Want to spare yourself the drama? My #1 tip is to download this guide for new puppy owners, Before You Get Your Puppy by Dr. Ian Dunbar, at http://wkly.ws/z It’s free, and it is packed with practical, easy-to-understand advice on picking a great puppy and preventing problems.
So where do you look for the perfect pup, once you’ve downloaded your guide? Of course, I say adopt! My shelter, Lane County Animal Services, doesn’t usually get litters of puppies, but Greenhill Humane Society does, and most were raised with love in an experienced foster home. Searching on www.petfinder.com will help you find an adoptable pet of any breed (or species!) you can imagine. When you opt to adopt from a good shelter or rescue, most of your initial veterinary care will already be taken care of, so you can save a life and save money!
What if you don’t want to adopt? I work at a shelter, but I also understand that you may want a very particular breed of puppy, like a non-shedding dog, and can’t find one to adopt. Or maybe you would like to raise a puppy to do competitive sports and want to know more about your puppy’s heritage than your average shelter can tell you.
But if you are purchasing your pooch, there are some hard and fast rules, folks. Why would you waste your money buying a puppy that is sickly, lacking basic social skills or genetically disposed towards disease or a bad temperament? People do this every single day, convinced that they are “rescuing” the dog by opening their wallet. Be a smart, humane shopper by looking for the “3 Gs”: Good Genetics, Good Social Skills and Good Karma.
1) Good Genetics. Never underestimate the power of good genes on your dog’s temperament as it grows. You must, must, MUST see your puppy’s mother and littermates in person. Don’t just take a pet shop or breeder’s word for anything. Be absolutely certain to see the puppy and the mother at the breeder’s home, not in a parking lot. This is a puppy, not a drug deal. All of the dogs should be confident and social when you visit. The mother should be well-trained, housebroken and friendly (the way you’d like her puppy to turn out, right?). The breeder should show vet records indicating that the mother is free of genetic defects common to her breed. If the breeder can’t do these things, walk away.

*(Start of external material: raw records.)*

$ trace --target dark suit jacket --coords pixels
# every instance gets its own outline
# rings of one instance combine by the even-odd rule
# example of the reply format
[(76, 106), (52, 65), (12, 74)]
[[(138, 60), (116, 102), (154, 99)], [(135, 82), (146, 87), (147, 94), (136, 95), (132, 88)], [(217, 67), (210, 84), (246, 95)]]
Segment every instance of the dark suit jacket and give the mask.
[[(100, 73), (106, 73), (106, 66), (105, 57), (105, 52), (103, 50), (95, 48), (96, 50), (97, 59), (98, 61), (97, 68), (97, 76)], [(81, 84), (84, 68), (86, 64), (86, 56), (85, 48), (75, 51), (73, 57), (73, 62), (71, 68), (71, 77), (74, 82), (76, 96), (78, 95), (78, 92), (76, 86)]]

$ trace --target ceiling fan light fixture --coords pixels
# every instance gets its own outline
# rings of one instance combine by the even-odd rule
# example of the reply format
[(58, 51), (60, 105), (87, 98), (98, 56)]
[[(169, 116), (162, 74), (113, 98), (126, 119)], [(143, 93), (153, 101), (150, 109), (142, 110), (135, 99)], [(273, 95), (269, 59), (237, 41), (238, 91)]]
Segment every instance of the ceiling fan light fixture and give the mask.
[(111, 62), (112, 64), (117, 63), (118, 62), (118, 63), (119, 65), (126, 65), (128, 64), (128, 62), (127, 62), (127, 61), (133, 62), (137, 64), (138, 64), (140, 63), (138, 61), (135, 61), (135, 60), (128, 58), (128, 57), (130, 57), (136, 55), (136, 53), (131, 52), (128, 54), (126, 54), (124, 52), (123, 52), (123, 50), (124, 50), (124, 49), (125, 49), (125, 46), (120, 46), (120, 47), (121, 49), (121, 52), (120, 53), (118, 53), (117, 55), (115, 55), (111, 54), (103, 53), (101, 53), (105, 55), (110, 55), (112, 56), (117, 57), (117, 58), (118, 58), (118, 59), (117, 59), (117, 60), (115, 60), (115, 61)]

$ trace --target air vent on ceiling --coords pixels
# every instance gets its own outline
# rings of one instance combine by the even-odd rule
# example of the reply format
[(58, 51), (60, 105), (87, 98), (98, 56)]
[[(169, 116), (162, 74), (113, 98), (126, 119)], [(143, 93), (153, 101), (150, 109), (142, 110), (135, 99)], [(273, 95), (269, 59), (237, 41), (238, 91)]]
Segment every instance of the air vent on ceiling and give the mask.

2) Good Social Skills. A good dog breeder will enhance those good genetics with great early training and socializing. If you plan to keep your dog indoors, your puppy should be living inside, getting used to normal household activity and handling. If you don’t want a dog that poops all over your house, check that the breeder is housetraining the puppies.
3) Good Karma. You don’t have to be an animal rights nut to know that mass-manufacturing puppies in cruel and neglectful puppy mills is wrong. Whether it is a huge commercial operation or a small backyard puppy mill, only your dollars can shut down their abusive breeding practices. Your one-time purchase of just one dog has a huge impact. So what’s it gonna be? Are you willing to support the abuse because you really want to buy a particular breed of puppy right now? Or because you want the convenience of puppy shopping at a pet store?
Please choose compassion — and be a savvy consumer — by supporting adoption and responsible breeding practices. This holiday season, give pets a gift and reject the lure of pet stores, puppy mills and other breeders whose pups are less likely to make great lifelong family pets and more likely to end up filling our overcrowded shelters.